Tensor reshaping is the more difficult part in building a deep learning model.For more on tensor reshaping in R, read my previous blog post: Basic tensor/array manipulations in R.
Always use the simple model first. Of course, one can fine tune the hyperparameters to make the complicated model perform as good or better. However, it may take time and more computing.
Watch out data leakage. The TCR sequences in the testing sets may have seen by the training sets. Some papers proposed an approach based on the Levenshtein similarities, Hobohm-based redundancy reduction. Further read NetTCR-2.1: Lessons and guidance on how to develop models for TCR specificity predictions
In this example, we only used the most variable region CDR3 region as the input. Including V,D,J gene usage and HLA typing information may further boost the accuracy.
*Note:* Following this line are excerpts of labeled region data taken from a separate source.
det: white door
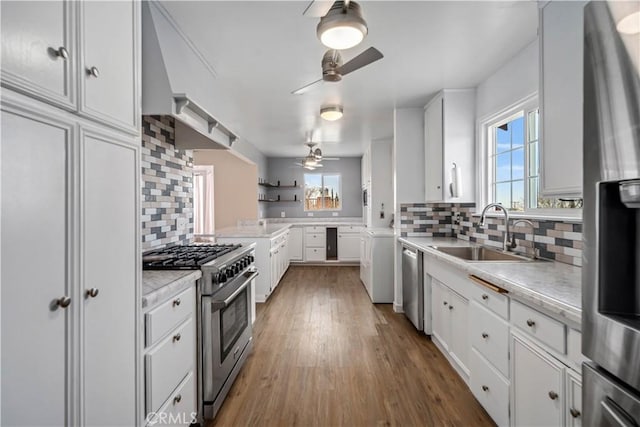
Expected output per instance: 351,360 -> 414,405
449,291 -> 471,372
338,233 -> 360,261
289,227 -> 303,261
0,105 -> 74,426
0,1 -> 77,108
512,336 -> 565,426
431,279 -> 450,350
424,95 -> 444,200
80,129 -> 140,426
78,1 -> 140,130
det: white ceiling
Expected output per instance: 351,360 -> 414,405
162,1 -> 537,157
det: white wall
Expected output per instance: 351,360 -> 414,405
393,108 -> 425,311
476,38 -> 539,119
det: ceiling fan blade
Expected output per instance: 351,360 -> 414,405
302,0 -> 334,18
338,47 -> 384,76
291,79 -> 322,95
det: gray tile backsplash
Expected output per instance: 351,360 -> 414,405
141,116 -> 193,251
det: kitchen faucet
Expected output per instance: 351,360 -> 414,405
509,219 -> 538,259
478,203 -> 516,251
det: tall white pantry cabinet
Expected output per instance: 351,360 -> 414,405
0,1 -> 142,426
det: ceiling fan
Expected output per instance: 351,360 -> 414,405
291,47 -> 384,95
295,142 -> 340,170
291,0 -> 384,95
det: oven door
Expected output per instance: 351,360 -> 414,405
201,271 -> 258,418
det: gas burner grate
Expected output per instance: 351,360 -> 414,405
142,244 -> 242,270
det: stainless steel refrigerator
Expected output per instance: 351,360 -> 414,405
582,1 -> 640,426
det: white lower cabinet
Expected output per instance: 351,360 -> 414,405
289,227 -> 304,261
511,335 -> 566,426
0,97 -> 141,425
144,284 -> 197,425
469,348 -> 509,426
431,278 -> 471,380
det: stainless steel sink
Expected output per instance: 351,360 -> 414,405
432,246 -> 536,262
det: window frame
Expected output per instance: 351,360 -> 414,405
302,172 -> 344,212
475,93 -> 582,220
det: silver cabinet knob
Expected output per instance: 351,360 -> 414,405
49,46 -> 69,60
87,67 -> 100,78
56,295 -> 71,308
86,288 -> 100,298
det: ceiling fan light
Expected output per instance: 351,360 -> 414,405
316,1 -> 368,50
320,105 -> 343,122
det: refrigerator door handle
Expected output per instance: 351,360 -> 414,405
600,397 -> 638,427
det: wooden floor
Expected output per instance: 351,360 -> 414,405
210,266 -> 493,426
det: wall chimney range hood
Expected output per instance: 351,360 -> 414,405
142,1 -> 238,149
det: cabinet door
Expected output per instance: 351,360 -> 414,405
512,335 -> 565,426
449,291 -> 471,372
78,1 -> 140,132
540,1 -> 586,196
0,105 -> 73,425
567,370 -> 582,427
0,1 -> 76,109
424,95 -> 444,201
80,131 -> 140,425
431,279 -> 451,350
338,233 -> 360,261
289,227 -> 303,261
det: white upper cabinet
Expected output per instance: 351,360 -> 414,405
78,1 -> 140,131
424,89 -> 476,202
540,1 -> 585,196
0,1 -> 140,134
0,1 -> 76,109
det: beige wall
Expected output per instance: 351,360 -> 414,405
193,150 -> 258,230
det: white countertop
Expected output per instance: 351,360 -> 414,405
398,237 -> 582,325
215,224 -> 291,238
142,270 -> 202,311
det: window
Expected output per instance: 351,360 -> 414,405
304,173 -> 342,211
483,101 -> 582,212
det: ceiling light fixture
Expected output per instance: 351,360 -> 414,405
320,105 -> 343,122
616,11 -> 640,34
316,1 -> 369,50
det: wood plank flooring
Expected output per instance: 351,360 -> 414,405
210,266 -> 494,426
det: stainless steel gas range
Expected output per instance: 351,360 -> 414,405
143,244 -> 258,422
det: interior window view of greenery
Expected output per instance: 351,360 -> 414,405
489,109 -> 582,212
304,173 -> 342,211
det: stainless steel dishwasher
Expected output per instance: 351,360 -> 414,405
402,246 -> 424,331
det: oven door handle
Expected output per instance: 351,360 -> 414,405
211,271 -> 258,312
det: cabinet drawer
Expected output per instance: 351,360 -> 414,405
145,371 -> 196,426
470,349 -> 509,426
470,301 -> 509,378
145,317 -> 196,412
470,279 -> 509,320
338,225 -> 362,234
144,287 -> 196,347
305,233 -> 327,248
305,248 -> 327,261
304,225 -> 325,234
511,301 -> 566,354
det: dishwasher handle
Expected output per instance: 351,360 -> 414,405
402,246 -> 418,259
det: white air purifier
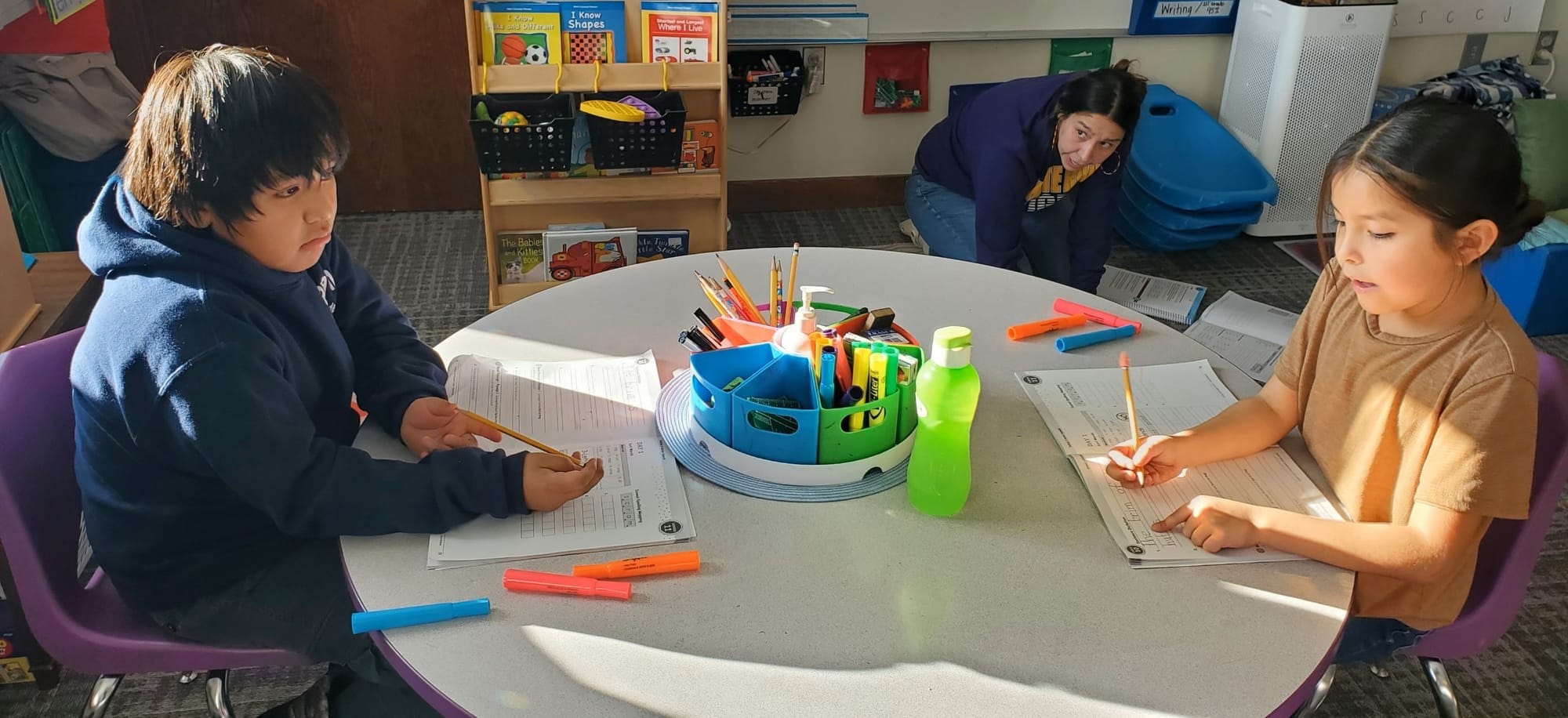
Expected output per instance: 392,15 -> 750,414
1220,0 -> 1394,237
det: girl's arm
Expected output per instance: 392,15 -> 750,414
1151,495 -> 1491,583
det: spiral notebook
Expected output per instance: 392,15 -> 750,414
426,351 -> 696,569
1018,359 -> 1342,569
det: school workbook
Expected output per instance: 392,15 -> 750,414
1018,359 -> 1341,569
426,351 -> 696,569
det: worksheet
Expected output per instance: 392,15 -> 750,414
426,351 -> 696,569
1094,265 -> 1207,325
1018,359 -> 1341,568
1182,292 -> 1301,383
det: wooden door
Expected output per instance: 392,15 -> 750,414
105,0 -> 480,212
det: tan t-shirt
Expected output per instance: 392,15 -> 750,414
1275,262 -> 1537,629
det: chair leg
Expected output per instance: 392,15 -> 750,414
82,676 -> 124,718
1292,665 -> 1339,718
1421,658 -> 1460,718
207,669 -> 234,718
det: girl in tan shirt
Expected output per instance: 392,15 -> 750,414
1107,97 -> 1543,663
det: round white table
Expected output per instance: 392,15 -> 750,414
342,248 -> 1353,718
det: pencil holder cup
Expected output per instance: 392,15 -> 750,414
817,383 -> 903,464
731,353 -> 822,464
691,343 -> 773,445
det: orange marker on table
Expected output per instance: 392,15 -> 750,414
572,550 -> 702,578
1007,314 -> 1088,342
500,569 -> 632,600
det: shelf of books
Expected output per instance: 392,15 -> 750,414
464,0 -> 729,310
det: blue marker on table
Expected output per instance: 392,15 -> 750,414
1057,325 -> 1138,351
348,599 -> 489,633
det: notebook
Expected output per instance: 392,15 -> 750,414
1018,359 -> 1342,569
426,351 -> 696,569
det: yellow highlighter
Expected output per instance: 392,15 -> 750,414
850,346 -> 872,431
866,351 -> 887,426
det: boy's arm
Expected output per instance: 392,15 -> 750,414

Different models are good at different tasks. e.g., LSTM does not outperform full connected approach in sentiment analysis because the frequency of positive words and negative words are good for prediction already. Given enough context (LSTM) does not help much. See my previous post Long Short-term memory (LSTM) Recurrent Neural Network (RNN) to classify movie reviews
The architecture of the neural network is an art. How many layers to use? How many neurons in each layer? When the performance is good, we do not think too much about it. When the performance is bad, we then need to fine tune those parameters.